# X,Y ~ Unif(0,1) not necessarily independent, can P(X+Y>1)>1/2

probabilityrandom variablesuniform distribution

My set up is the following:

$$X,Y \sim \text{Unif}(0,1)$$ but their joint distribution is not constrained. My question is whether there exists a joint dependence between them (that preserves the marginals) such that $$\operatorname{Prob}(X+Y>1)>1/2$$.
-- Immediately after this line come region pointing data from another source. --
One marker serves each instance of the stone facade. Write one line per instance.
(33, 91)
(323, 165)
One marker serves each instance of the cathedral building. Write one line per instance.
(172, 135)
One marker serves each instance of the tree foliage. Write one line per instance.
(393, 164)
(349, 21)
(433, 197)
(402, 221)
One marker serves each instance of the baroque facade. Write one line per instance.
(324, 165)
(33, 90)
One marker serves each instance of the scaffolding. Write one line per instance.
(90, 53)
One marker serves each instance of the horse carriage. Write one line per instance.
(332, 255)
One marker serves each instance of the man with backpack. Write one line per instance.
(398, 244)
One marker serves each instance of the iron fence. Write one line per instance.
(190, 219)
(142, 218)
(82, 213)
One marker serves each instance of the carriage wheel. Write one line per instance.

I can show it is = 1/2 for independence (via integrating the joint PDF), but am wondering whether there is a simple argument or counterexample either way for the cases where the joint distribution is not constrained. I have tried conditioning on one of the variables but couldn't make progress. All the simiulation evidence I have suggests it is = 1/2 for a variety of dependencies.
Thanks!

Here is an attempt, which suggests that for all $$\epsilon > 0$$ you can actually couple in such a way that $$\mathbb{P}(X + Y > 1) = 1 - \epsilon.$$ Note first that $$\mathbb{P}(X + Y > 1) = \mathbb{P}(X > 1 - Y)$$ and that $$Z := 1-Y$$ is also a uniform random variable other $$[0,1]$$. Hence we can reduce the problem to the coupling of $$(X,Z)$$ such that $$\mathbb{P}(X > Z) > \frac{1}{2}.$$ Stated this way, it is actually easy. Take $$Z$$ uniform on $$[0,1]$$ and set $$X = Z + \epsilon \quad (\text{mod} 1).$$ Then, if $$Z < 1 - \epsilon$$, $$X > Z$$. This occurs with probability $$1 - \epsilon$$.

EDIT : Here is the solution.

Let $$U$$ be uniform over $$[0,1]$$, set $$Y = 1-U$$, $$X = U + \epsilon \quad (\text{mod} 1)$$. Note first that $$X$$ and $$Y$$ have the desired marginals. Then $$X = U + \epsilon$$ on the event $$U \le 1 - \epsilon$$. Therefore $$\mathbb{P}(X + Y > 1) \le \mathbb{P}(X + Y > 1, U < 1 - \epsilon) =$$ $$= \mathbb{P}(U + \epsilon + (1 - U) > 1, U < 1 - \epsilon) =$$ $$=\mathbb{P}(U < 1 - \epsilon) = 1 - \epsilon.$$ As mentioned above, this is much better than the $$\frac{1}{2}$$ bound mentioned in the original question, since actually any value in $$(0,1)$$ can be obtained.